Me recordo muito de uma frase sempre dita por um antigo e nostálgico gestor, Jorge Faraco: "Massageie os dados até que eles confessem". Época em que usávamos as ferramentas de então (início dos anos 2000) para fazer análise de audiência de sites e de segurança, a partir de gigantescos arquivos de log de servidores de internet e firewalls.
As ferramentas mudam, os processos mudam, novos indicadores são criados, mas a curiosidade de não só entender, mas de compreender cada indicador — para que serve, o que mede, sua relação com outros indicadores — é tão necessária hoje com o crescimento exponencial dos dados que vimos nas duas últimas décadas.
Ser data-driven não se trata de ferramenta, pois informação parada não gera ação, mas de cultura (e as ferramentas são imprescindíveis para suportar e facilitar a transformação).

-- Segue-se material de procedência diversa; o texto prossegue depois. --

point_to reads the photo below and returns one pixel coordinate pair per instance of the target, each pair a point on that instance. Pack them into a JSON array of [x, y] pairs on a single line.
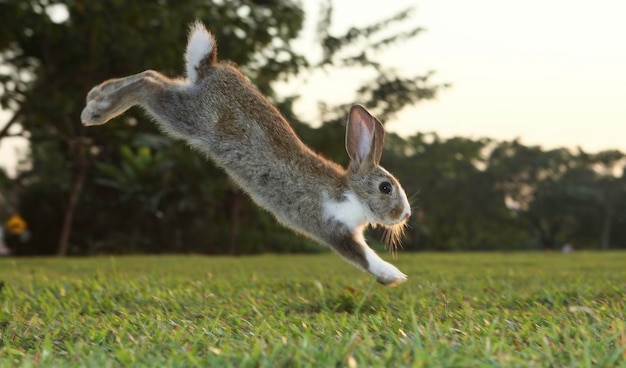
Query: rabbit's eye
[[385, 187]]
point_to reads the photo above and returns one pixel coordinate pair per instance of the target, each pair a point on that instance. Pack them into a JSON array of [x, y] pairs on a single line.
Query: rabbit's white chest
[[349, 211]]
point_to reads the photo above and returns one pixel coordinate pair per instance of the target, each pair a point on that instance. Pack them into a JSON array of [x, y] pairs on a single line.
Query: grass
[[475, 310]]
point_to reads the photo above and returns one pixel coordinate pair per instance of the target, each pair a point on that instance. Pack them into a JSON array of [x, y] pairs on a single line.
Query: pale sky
[[552, 72]]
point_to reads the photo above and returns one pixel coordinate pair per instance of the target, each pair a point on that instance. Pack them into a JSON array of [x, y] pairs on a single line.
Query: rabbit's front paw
[[95, 113], [387, 274]]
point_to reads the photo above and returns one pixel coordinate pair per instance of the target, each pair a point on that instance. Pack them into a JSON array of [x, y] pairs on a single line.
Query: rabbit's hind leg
[[115, 96]]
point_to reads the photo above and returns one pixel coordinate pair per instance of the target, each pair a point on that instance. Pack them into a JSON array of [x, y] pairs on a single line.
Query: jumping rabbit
[[219, 112]]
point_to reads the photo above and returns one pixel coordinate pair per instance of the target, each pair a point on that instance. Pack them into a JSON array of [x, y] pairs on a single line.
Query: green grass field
[[475, 310]]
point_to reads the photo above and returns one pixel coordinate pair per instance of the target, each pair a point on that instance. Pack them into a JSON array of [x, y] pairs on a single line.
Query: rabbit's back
[[250, 139]]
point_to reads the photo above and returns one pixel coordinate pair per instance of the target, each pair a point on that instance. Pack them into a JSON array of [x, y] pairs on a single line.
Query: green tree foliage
[[126, 188]]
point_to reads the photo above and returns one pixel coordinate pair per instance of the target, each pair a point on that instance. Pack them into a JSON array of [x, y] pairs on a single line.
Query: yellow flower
[[15, 224]]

Conhecer os indicadores que movem sua área (e se relacionam com a área vizinha), são relevantes para seu negócio e importantes de maneira estratégica ou operacional, é o que permite que todo um novo jogo (cultura) de conversas, visão, trocas, reconhecimentos e oportunidades possa desabrochar e gerar transformação. E aqui abro o ponto de que não se trata apenas de fazer grandes análises de dados, mas de conhecer, entender e se comunicar sobre indicadores diversos (ex.: venda, lucro, margem, produtividade, devolução, retenção, last mile, tráfego, ROI, ROAS, leads, CPL, CPA, CTR, CPC, CAC e muitos outros) relacionados direta ou indiretamente à sua atividade e, muitas vezes, altamente relevantes para a empresa.

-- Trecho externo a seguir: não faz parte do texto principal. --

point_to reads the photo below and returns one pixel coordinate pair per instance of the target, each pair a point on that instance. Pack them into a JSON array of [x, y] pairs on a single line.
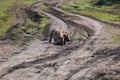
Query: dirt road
[[40, 60]]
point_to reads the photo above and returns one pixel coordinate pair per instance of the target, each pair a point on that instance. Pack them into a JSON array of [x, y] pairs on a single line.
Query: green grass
[[7, 15], [31, 29]]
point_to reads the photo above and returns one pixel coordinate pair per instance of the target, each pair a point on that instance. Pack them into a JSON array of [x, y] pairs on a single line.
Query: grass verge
[[7, 13], [107, 13]]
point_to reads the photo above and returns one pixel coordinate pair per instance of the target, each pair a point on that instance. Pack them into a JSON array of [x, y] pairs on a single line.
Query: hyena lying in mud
[[59, 37]]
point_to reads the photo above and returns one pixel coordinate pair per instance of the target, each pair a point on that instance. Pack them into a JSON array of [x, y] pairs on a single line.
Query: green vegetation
[[31, 29], [115, 34], [7, 13], [86, 7]]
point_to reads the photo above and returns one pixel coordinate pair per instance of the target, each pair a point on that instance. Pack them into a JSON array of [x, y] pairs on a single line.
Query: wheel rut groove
[[60, 62]]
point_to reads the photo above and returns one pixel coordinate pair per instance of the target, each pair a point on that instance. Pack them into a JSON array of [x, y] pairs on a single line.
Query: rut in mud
[[40, 60]]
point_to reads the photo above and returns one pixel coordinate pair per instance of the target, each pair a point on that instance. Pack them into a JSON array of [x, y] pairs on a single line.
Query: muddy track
[[41, 60]]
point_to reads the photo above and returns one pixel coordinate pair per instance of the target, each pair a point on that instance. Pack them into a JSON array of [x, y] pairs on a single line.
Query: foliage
[[7, 13]]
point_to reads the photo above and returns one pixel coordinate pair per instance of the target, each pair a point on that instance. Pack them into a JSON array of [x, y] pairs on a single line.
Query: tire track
[[61, 54]]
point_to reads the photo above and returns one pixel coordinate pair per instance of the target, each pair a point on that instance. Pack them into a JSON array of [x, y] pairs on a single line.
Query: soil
[[81, 59]]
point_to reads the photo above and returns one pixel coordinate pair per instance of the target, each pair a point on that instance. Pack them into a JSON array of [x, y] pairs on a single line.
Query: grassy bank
[[107, 13], [7, 15], [31, 29]]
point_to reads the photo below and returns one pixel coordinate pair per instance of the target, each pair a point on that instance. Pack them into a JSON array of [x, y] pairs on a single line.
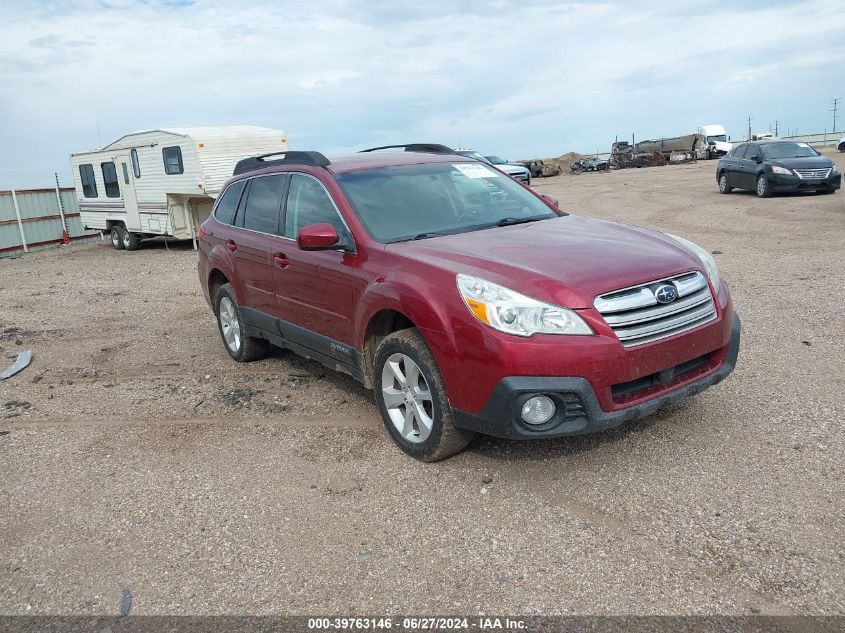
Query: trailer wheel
[[130, 241], [117, 237], [240, 347]]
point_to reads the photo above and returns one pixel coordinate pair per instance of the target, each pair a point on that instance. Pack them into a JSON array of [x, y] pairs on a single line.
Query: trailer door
[[127, 188]]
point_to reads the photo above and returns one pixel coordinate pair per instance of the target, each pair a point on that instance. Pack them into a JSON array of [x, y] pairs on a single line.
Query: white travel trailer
[[162, 182]]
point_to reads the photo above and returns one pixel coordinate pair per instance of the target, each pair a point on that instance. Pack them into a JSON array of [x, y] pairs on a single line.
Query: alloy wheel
[[407, 398], [230, 325]]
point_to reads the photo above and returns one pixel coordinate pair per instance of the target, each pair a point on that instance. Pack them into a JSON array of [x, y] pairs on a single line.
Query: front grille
[[813, 174], [636, 317]]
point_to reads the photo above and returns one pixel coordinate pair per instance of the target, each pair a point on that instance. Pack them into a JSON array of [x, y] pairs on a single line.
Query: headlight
[[705, 257], [513, 313]]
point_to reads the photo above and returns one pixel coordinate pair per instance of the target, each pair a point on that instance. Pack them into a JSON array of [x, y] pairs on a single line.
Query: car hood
[[566, 261], [810, 162]]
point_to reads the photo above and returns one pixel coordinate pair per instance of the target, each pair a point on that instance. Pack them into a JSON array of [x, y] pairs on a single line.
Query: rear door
[[734, 165], [749, 167], [253, 242]]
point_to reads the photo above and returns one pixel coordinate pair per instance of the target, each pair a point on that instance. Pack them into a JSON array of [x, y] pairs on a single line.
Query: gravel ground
[[139, 457]]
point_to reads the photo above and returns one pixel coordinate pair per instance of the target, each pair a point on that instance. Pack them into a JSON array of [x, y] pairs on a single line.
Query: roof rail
[[315, 159], [428, 148]]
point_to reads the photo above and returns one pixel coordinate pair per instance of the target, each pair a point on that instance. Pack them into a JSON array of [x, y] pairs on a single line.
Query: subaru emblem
[[666, 294]]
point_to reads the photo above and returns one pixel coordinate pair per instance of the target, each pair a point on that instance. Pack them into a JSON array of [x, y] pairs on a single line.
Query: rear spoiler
[[314, 159]]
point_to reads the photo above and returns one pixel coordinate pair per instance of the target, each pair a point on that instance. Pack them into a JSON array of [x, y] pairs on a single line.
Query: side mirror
[[317, 237], [551, 200]]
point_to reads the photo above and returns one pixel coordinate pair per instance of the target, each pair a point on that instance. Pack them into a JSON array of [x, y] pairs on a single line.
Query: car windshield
[[420, 201], [787, 150]]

A jornada data-driven pode ser feita de diversas maneiras e formatos: treinamentos remotos ou presenciais, internos ou externos, conteúdos gravados, base de conhecimento, catálogo de dados, comunidade, fóruns, eventos e muitos outros.
Mas o principal é gente!
As pessoas precisam ser treinadas e buscar conhecimento em indicadores e ferramentas, fomentar o engajamento e a colaboração, entender as relações que determinados relatórios e indicadores têm em sua área de atuação e na gestão de sua performance. Claro, dentro do que é permitido e não fere regulações como LGPD e GDPR ou a estratégia da empresa. Isso colabora para a redução de falhas, aumento de produtividade, engajamento de times, motivação pessoal, pertencimento, competitividade, colaboração e retenção de pessoas.

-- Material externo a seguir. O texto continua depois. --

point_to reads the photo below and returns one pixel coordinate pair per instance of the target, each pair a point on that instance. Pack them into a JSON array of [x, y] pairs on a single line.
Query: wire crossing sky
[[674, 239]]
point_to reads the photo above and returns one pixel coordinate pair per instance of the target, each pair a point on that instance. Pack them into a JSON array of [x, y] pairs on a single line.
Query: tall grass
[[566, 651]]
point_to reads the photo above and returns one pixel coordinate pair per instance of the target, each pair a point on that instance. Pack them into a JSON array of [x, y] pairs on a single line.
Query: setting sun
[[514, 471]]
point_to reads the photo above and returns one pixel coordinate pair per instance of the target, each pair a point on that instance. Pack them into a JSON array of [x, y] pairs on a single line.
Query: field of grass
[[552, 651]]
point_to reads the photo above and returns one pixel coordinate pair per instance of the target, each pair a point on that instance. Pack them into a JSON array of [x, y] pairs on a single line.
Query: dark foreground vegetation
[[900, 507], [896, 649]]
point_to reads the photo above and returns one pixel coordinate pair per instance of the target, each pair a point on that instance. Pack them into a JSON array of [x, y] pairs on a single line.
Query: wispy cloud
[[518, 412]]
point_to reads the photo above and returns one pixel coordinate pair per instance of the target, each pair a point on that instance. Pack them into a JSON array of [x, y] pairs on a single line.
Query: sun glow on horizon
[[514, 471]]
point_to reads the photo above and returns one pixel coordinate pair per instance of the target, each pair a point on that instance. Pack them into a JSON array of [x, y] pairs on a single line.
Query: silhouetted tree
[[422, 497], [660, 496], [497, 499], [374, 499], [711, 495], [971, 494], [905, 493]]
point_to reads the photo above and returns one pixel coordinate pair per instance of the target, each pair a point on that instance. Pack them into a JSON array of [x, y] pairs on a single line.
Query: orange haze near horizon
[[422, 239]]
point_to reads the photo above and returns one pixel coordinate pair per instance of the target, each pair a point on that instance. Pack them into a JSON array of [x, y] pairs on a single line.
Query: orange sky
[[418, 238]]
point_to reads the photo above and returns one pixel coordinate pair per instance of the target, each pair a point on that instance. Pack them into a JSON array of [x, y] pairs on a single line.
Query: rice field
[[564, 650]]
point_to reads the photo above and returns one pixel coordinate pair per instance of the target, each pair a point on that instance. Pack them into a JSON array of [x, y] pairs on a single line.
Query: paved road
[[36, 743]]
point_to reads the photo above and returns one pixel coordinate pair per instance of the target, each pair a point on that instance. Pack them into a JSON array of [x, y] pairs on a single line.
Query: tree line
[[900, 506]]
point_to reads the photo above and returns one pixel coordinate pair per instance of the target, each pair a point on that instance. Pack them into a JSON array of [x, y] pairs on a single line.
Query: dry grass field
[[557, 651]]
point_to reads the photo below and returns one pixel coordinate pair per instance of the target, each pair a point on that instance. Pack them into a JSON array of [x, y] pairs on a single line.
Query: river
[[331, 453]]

Já imaginou tudo isso alinhado com um propósito?
E quem disse que ser data-driven é somente para o ambiente corporativo? Você reconhece e entende suas contas domésticas de consumo, avalia as despesas do seu cartão de crédito, faz a gestão de recursos ou assinaturas que paga e não consome, sabe quanto está investindo de seu tempo produtivo em puro entretenimento (mídias sociais, TV, streaming, etc.)?
Conhecer sobre dados é do dia a dia, é da jornada, vai te fazer acordar para o que é relevante. É um asset incrível e que te desenvolve a todo momento.